3 abr 2010

INDECISIÓN






















No había publicado nada en el blog por la simple y sencilla razón de que me había cambiado de casa, y eso me absorbió por completo, siendo además que se atravesaron muchas situaciones que me impidieron escribir: la epidemia de influenza, que terminó desequilibrando mi presupuesto, un problema dental que terminó en endodoncia y endeudamiento del cual apenas salgo, la noticia triste y esperada (nada me sorprende ya de los sogemitas) de la caída de Teodoro Villegas de la Escuela de Escritores de la SOGEM, ese espacio que tanto quise y del cual me desprendí hace ya tres años para bien.

Ahora, ya instalado y con los problemas financieros en franca resolución (léase aquí: me quité unas deudas para seguir imposibilitado de llegar a fin de quincena) me encuentro solo y confundido, preguntándome ¿y ahora qué?

Las cosas son simples: tengo un depa, tengo trabajo hasta que los dioses del desempleo quieran y una tesis a la cual no dejan de encontrarle peros. ¿Qué debo hacer ahora, aparte de buscarme otras actividades para tener un poco de lana extra?

Revisemos las posibilidades:

A) ¿Continuar escribiendo teatro? Si fuera así, tengo que plantearme seriamente el dedicarme a dirigir y tratar con otros actores, lo cual no deja de darme horror. Son demasiadas responsabilidades, demasiado batallar, demasiados roces con egos como el mío, o sea, hipertrofiados y chingativos. ¿Me atreveré? No lo sé, en verdad. Ya hay demasiado teatro lamentable en este país, no quisiera unirme al coro de los mediocres que se sienten soñados porque los dejan hacer el ridículo en escena.
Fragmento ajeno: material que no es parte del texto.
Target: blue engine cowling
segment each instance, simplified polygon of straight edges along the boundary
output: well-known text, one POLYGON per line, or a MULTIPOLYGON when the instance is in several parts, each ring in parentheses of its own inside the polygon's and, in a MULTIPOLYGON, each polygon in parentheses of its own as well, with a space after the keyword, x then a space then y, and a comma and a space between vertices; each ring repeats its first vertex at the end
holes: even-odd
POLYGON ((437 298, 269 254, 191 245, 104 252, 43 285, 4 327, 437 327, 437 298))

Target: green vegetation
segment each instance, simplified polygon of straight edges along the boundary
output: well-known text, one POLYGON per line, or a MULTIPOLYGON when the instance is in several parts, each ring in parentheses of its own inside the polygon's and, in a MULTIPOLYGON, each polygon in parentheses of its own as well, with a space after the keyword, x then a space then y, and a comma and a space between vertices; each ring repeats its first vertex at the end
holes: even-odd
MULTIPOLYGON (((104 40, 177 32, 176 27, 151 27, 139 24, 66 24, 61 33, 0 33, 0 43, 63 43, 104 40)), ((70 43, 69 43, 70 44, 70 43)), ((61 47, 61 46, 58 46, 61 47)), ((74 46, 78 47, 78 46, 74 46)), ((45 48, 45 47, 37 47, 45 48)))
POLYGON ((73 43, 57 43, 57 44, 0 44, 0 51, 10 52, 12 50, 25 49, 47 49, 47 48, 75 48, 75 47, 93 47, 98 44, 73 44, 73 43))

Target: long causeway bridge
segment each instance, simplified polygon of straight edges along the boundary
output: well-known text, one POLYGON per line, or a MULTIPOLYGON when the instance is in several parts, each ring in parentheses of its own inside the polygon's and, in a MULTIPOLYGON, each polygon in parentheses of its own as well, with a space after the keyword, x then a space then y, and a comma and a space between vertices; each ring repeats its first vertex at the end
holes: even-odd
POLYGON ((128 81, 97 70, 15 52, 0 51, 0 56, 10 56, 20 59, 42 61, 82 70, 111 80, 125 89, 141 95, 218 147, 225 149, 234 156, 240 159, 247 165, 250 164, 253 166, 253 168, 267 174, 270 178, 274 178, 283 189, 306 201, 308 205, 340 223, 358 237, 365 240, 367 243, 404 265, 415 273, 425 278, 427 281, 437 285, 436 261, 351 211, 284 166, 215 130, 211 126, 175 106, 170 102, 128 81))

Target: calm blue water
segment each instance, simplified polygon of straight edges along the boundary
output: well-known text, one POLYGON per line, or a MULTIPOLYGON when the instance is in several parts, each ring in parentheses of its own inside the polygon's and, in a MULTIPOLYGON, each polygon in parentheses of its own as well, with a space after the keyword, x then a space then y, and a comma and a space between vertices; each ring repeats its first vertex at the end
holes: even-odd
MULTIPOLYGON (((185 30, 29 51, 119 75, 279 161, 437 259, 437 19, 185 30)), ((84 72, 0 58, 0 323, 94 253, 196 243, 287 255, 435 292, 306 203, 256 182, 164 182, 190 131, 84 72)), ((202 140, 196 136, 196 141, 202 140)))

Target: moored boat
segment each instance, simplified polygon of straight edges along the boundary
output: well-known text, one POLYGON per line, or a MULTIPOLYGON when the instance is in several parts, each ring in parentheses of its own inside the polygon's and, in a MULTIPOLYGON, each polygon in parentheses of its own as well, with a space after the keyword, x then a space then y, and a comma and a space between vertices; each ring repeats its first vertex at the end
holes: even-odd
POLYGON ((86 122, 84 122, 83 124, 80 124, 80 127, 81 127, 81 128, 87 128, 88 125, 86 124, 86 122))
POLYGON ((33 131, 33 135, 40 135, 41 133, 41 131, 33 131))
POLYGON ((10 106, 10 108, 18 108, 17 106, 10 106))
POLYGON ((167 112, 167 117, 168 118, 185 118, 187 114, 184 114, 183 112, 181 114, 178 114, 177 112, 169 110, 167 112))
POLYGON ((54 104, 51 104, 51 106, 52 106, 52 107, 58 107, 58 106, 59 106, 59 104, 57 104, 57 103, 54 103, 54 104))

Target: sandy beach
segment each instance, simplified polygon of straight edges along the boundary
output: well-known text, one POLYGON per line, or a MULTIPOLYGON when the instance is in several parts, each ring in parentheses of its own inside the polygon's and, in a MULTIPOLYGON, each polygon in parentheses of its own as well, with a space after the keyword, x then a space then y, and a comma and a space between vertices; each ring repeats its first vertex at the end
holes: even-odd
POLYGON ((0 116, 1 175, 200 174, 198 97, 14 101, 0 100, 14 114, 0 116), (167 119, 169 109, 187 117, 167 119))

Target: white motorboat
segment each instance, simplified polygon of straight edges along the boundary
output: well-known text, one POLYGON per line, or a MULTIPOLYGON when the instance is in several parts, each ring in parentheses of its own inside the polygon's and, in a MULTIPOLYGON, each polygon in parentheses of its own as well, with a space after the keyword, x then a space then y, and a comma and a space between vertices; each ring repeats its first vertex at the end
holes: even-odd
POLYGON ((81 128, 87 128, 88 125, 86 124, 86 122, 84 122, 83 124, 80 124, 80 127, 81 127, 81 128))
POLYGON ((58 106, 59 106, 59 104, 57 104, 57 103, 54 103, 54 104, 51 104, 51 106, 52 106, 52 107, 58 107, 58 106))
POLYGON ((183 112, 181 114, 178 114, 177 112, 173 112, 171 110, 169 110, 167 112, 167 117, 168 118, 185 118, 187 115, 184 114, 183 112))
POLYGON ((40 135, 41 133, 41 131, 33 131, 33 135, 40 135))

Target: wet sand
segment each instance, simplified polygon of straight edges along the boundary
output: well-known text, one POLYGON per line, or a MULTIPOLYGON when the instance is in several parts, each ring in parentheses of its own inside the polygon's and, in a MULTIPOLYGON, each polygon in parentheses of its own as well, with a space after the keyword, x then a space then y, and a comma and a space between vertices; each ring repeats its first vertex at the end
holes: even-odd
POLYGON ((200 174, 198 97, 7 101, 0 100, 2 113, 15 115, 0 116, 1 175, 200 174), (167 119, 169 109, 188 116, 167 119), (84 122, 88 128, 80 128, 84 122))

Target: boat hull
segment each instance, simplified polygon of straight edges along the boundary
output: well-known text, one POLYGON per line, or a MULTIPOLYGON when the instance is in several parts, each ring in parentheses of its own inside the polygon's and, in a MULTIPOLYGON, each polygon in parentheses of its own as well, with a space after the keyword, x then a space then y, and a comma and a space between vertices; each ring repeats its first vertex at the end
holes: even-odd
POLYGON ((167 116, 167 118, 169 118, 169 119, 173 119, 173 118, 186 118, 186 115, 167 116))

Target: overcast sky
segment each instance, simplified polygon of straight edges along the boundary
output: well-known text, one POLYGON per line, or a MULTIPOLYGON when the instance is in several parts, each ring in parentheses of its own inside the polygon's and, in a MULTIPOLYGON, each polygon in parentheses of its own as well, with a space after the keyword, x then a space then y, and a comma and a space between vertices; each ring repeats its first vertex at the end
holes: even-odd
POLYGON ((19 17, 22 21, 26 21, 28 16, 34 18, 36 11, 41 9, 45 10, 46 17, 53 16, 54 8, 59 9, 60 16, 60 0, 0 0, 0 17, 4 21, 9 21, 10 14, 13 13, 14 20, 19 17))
B) ¿Puedo regresar a escribir cuento? No estaría mal meterme en algún taller y volverme a exponerme al prejuicio ajeno, nomás para forzarme a crear, a pelear por recuperar la voz literaria a la que renuncié.
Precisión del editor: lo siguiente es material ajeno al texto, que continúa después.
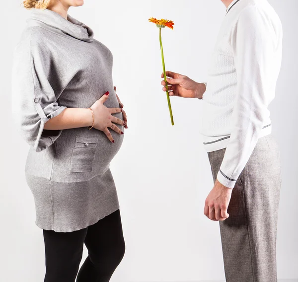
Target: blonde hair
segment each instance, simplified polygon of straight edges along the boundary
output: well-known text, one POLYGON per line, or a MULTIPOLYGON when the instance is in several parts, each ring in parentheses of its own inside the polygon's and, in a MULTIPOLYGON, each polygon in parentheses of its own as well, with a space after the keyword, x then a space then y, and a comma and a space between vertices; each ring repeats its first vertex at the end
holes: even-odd
POLYGON ((23 3, 26 9, 36 8, 43 10, 48 7, 50 1, 51 0, 24 0, 23 3))

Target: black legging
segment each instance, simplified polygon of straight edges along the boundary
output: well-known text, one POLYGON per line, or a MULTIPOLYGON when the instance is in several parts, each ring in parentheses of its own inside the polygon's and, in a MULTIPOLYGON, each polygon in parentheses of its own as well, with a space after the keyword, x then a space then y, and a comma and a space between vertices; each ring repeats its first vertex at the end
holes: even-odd
POLYGON ((108 282, 125 251, 118 210, 87 227, 71 232, 43 230, 46 254, 44 282, 74 282, 83 243, 88 256, 77 282, 108 282))

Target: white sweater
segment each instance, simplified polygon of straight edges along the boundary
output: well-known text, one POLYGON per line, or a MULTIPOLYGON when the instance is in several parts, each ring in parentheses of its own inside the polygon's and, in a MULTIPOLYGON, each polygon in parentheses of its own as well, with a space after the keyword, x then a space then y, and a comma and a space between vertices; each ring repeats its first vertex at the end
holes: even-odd
POLYGON ((271 133, 282 27, 267 0, 234 0, 212 55, 201 133, 208 152, 226 148, 217 179, 234 187, 259 138, 271 133))

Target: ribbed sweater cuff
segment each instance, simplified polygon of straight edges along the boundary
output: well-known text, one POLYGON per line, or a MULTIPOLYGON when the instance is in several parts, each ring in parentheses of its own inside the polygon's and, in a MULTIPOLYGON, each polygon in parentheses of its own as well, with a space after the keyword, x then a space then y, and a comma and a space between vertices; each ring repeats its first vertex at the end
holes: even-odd
POLYGON ((228 173, 226 168, 221 167, 217 175, 218 180, 224 186, 228 188, 233 188, 239 175, 228 173))

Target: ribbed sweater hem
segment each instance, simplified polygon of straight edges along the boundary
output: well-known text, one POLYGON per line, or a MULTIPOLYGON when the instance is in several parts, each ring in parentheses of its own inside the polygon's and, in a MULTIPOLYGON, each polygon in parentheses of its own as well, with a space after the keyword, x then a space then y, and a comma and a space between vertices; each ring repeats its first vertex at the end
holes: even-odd
MULTIPOLYGON (((269 135, 272 132, 272 126, 266 125, 263 128, 259 138, 269 135)), ((203 135, 204 147, 207 152, 213 152, 224 149, 227 146, 230 135, 209 137, 203 135)))

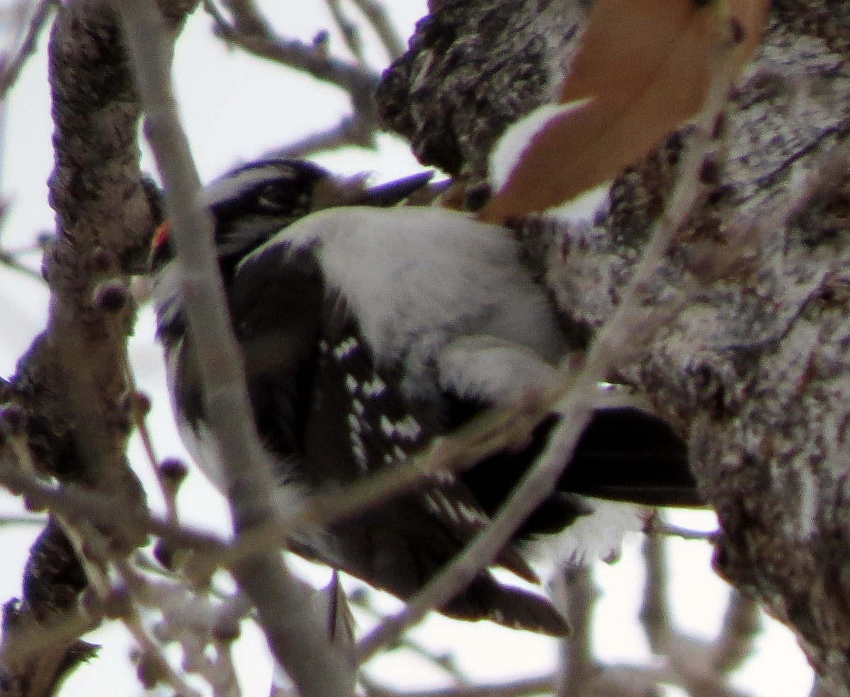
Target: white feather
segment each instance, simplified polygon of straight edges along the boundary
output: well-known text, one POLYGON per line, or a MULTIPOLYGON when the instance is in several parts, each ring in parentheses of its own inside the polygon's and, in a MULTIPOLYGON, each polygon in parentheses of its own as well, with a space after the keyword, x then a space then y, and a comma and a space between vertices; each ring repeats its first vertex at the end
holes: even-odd
POLYGON ((447 345, 438 357, 437 372, 444 390, 499 405, 515 403, 530 390, 543 390, 558 375, 527 346, 477 335, 447 345))
POLYGON ((604 501, 581 497, 593 509, 557 535, 535 542, 535 551, 543 558, 554 558, 576 566, 596 559, 617 556, 626 532, 638 532, 646 526, 651 509, 632 503, 604 501))
POLYGON ((499 226, 439 208, 335 208, 302 218, 252 257, 280 245, 315 245, 326 283, 351 307, 379 365, 414 357, 405 369, 416 374, 468 334, 527 346, 547 361, 564 351, 542 289, 499 226))

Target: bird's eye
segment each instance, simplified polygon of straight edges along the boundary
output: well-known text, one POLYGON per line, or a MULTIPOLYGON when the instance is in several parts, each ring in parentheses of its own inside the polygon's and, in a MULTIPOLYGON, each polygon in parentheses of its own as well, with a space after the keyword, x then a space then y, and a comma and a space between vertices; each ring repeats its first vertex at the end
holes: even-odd
POLYGON ((302 216, 309 211, 309 204, 307 192, 292 183, 266 184, 257 194, 257 205, 270 213, 302 216))
POLYGON ((292 190, 280 184, 266 184, 257 194, 257 203, 268 211, 286 211, 295 203, 292 190))

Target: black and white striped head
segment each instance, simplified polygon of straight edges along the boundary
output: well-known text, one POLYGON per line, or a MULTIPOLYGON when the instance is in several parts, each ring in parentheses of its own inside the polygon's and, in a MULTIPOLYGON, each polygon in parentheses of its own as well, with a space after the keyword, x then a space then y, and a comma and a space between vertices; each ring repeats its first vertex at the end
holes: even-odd
MULTIPOLYGON (((215 219, 215 244, 225 283, 241 259, 296 220, 336 206, 394 205, 430 178, 426 172, 369 188, 363 176, 336 177, 300 160, 261 160, 232 170, 204 190, 215 219)), ((154 239, 154 273, 173 256, 167 225, 161 227, 154 239)))

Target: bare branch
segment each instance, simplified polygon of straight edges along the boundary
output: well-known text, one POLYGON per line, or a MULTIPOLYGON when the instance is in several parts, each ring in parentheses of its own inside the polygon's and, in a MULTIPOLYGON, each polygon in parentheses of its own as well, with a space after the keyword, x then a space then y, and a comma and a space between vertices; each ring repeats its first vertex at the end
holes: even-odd
MULTIPOLYGON (((189 324, 213 437, 228 479, 236 530, 248 531, 275 516, 275 481, 259 443, 245 386, 241 359, 228 318, 212 248, 212 222, 201 205, 201 183, 178 120, 171 93, 168 44, 162 18, 149 3, 122 0, 125 36, 145 104, 146 132, 166 185, 173 240, 183 277, 189 324)), ((234 576, 257 606, 272 650, 304 697, 347 697, 354 673, 331 645, 310 609, 311 593, 297 581, 279 553, 264 552, 235 565, 234 576)))
POLYGON ((17 82, 26 59, 36 52, 38 35, 48 23, 50 10, 58 8, 59 4, 59 0, 39 0, 18 52, 11 57, 0 56, 0 102, 17 82))

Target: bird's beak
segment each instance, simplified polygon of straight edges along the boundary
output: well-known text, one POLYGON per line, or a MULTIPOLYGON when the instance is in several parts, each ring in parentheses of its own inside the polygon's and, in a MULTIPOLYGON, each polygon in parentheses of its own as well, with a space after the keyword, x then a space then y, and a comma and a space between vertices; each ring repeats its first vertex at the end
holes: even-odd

C) ¿Y el gimnasio? Bien gracias. No, ya en serio, considerando que para todas partes cargo con una panza antiestética y que a los treinta y cinco años tengo que arreglar mi condición física para no andar dando pena ajena por la vida, el resucitar mi plan de activarme, más que sueño guajiro suena como necesidad. Sin embargo la economía apremia y al regresar de trabajar no quiero hacer nada que requiera moverme.

El problema, as usual, no es el saber qué hacer, sino decidirme por algo, y es así porque tengo un miedo atroz. Miedo a la vida, miedo a no llegar a nada después de hacer de todo, miedo a la decepción. Sobre todo eso: decepción de mí mismo.

Necesito sacarme la palabra fracaso de sistema, borrarme de la piel, por dentro y por fuera la palabra NO. Y la única manera de hacerlo será desde la inconsciencia, desde el salto al vacío que puede redimirme de mi fatalismo, de mi masoquista mediocridad.

En los próximos días habrá un salto o varios. No sé como será el aterrizaje, no sé cómo llegaré. Sólo sé que la mayor parte del viaje será en piloto automático y lentamente, por improvisación. Sólo entiendo que el vértigo y el miedo a la caída son terribles, pero más lo es la quietud, la sensación asquerosa de las posibilidades muertas, de los si hubiera y de los pude, conjugaciones que apestan a muerte y podredumbre, a derrota y renuncia. Habrá que hacer algo, inevitablemente, antes de que sea tarde.

Bueno, siempre es tarde, pero cuando es demasiado, ya ni siquiera se está vivo. Tendré que apurarme.